街頭の占い師(ショートストーリー)

最近嫌なこと続きだ。
仕事も恋も友人関係も、すべてが潮時というやつか。
職場では毎日怒られているし、怒られるだけの事をしている自覚もある。
仕事に自信を持てないせいか卑屈になってしまい、私生活の人間関係もうまくいかない。
私生活がうまくいかず仕事への意欲もわかない。
負のループだ。
しかしそれらから手をひいたところで私に何が残ると言うのだろうか。
私には特別なスキルもないし、この歳で私生活の人間関係をゼロから構築することを考えるとあまりの労力にゾッとする。

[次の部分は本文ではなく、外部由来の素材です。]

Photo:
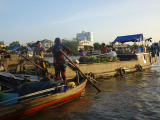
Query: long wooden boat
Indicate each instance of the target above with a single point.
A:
(128, 62)
(24, 108)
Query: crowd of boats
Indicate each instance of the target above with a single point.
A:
(23, 93)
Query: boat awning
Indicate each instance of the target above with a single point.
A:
(129, 38)
(14, 47)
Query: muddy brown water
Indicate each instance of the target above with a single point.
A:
(133, 97)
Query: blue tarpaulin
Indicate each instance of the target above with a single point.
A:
(129, 38)
(14, 47)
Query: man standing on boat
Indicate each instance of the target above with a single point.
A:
(38, 58)
(104, 49)
(59, 60)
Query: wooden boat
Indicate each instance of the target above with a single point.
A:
(8, 81)
(128, 62)
(24, 108)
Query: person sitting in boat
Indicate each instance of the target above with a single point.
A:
(59, 60)
(38, 58)
(82, 52)
(113, 53)
(104, 49)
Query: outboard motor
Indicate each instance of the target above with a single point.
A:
(76, 62)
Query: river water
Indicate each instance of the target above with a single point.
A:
(133, 97)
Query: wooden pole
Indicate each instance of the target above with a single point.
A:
(80, 71)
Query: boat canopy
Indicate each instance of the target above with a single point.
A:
(14, 47)
(21, 48)
(129, 38)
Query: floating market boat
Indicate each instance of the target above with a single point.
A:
(104, 67)
(24, 104)
(8, 81)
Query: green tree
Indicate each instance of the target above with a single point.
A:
(96, 45)
(14, 44)
(86, 47)
(72, 44)
(31, 44)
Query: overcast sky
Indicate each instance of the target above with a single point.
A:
(32, 20)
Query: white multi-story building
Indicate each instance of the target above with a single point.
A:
(86, 38)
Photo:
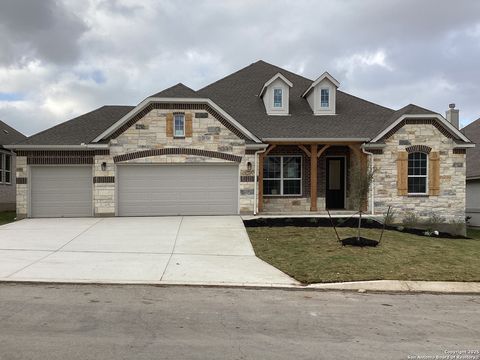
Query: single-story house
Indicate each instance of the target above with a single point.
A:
(260, 140)
(472, 131)
(8, 135)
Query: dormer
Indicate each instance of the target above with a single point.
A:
(276, 94)
(322, 94)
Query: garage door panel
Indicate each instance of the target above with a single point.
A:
(177, 189)
(61, 191)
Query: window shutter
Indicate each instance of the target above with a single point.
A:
(402, 173)
(188, 125)
(434, 173)
(169, 125)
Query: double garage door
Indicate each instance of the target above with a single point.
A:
(142, 190)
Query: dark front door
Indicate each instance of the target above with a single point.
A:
(335, 183)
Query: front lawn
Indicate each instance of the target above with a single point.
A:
(6, 217)
(312, 255)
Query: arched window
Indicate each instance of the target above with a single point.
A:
(417, 173)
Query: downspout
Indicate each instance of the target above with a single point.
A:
(372, 194)
(255, 202)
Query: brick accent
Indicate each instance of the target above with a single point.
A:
(104, 179)
(247, 178)
(164, 106)
(61, 157)
(21, 180)
(418, 148)
(177, 151)
(433, 122)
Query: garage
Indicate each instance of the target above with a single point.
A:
(61, 191)
(148, 190)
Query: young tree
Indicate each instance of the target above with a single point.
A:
(360, 184)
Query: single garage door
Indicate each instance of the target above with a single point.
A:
(145, 190)
(64, 191)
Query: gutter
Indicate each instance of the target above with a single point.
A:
(372, 194)
(56, 147)
(255, 191)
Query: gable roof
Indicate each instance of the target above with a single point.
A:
(237, 94)
(82, 129)
(177, 91)
(472, 131)
(275, 77)
(325, 75)
(9, 135)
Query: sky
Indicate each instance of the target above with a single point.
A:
(60, 59)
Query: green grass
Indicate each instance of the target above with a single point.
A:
(6, 217)
(313, 255)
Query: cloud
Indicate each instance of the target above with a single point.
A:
(64, 58)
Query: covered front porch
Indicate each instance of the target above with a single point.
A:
(307, 178)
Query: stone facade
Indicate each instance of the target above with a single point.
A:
(7, 191)
(449, 204)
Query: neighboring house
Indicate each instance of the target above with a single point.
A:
(8, 135)
(472, 131)
(190, 152)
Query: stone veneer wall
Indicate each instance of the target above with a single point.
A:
(450, 204)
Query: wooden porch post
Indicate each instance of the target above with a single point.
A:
(260, 182)
(313, 177)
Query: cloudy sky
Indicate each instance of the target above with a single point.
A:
(59, 59)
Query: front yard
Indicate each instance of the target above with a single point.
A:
(313, 255)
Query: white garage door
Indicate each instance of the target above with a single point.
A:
(145, 190)
(64, 191)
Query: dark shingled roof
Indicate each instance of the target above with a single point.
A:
(472, 131)
(9, 135)
(177, 91)
(238, 94)
(82, 129)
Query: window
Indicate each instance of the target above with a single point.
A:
(277, 97)
(5, 168)
(179, 125)
(324, 97)
(417, 173)
(282, 175)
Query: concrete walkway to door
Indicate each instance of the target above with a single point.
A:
(205, 250)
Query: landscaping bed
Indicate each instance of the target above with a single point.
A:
(313, 254)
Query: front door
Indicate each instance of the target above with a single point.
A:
(335, 183)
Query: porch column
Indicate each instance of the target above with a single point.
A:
(260, 182)
(313, 177)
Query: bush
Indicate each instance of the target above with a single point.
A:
(410, 219)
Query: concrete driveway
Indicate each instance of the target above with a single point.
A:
(173, 250)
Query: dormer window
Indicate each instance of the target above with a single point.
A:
(277, 98)
(275, 94)
(325, 98)
(321, 95)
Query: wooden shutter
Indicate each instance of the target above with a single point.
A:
(402, 173)
(169, 125)
(434, 173)
(188, 125)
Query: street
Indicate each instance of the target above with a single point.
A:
(146, 322)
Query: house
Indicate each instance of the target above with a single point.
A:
(8, 135)
(472, 131)
(190, 152)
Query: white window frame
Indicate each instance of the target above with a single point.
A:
(418, 176)
(175, 135)
(4, 170)
(282, 179)
(281, 98)
(321, 103)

そんなことを考え、ヤケになって酒を飲んだ帰りにそいつはいた。
「もし、そこの人。随分と暗い顔をしているね」
水戸黄門のようなナリのじいさんだった。
汚い布をかけた机に肘を置き、こちらを見ていた。
机の脇に手書きで「手相占い」と書いてある。
街頭に店を構えて占いをしているらしい。
「私も商売でやってるからね。普段はお金貰うんだけど、ずいぶん暗い顔をしていて心配になってしまって。どうだい?ただで見てあげるから占ってみないかい?」
私は普段は占いなど信じていないのだが、こうも何もかもうまくいかないとなんでもいいから縋りたくなる。
まあただなら…と思い見てもらうことにした。
「ああ、なるほど。あなたの悩みはよくわかりますよ。全部うまくいかないんですね。何もかもが」
確かに全部うまくいかないのだが、いささか乱暴ではないか。その診断は。
「それにしても、これは…」
「あなたのこの手。長年フランスパンをなで続けて来た手だ。そうでしょう?」
一体何をいいだすのだ、このじいさんは。
しかしこのフリからどんなアドバイスが貰えるのか気になる。
「あなたね、これは本当にそうだから聞いて欲しいんだけど…」
「フランスパンなで続けるのやめた方がいいですよ。フランスパンかたいから。手、荒れちゃうから。」
それきりじいさんは黙ってしまった。
私は礼も言わず立ち去った。
礼を言う理由が一個もない。
仕事も人間関係もうまく行かない上に、よくわからん占い師のじいさんの妄言に付き合わされて疲労感が増しただけだった。
しかし1つ気になることがある。
なぜあのじいさんは、私がフランスパンをなで続けている事を言い当てられたのだろうか。
確かに手も荒れているしなでていて痛いのだが、これが唯一のストレス発散なのだ。
後日私は再三上司が注意し続けたのにもかかわらず、仕事中フランスパンをなでるのをやめなかった事が悪質とみなされて解雇された。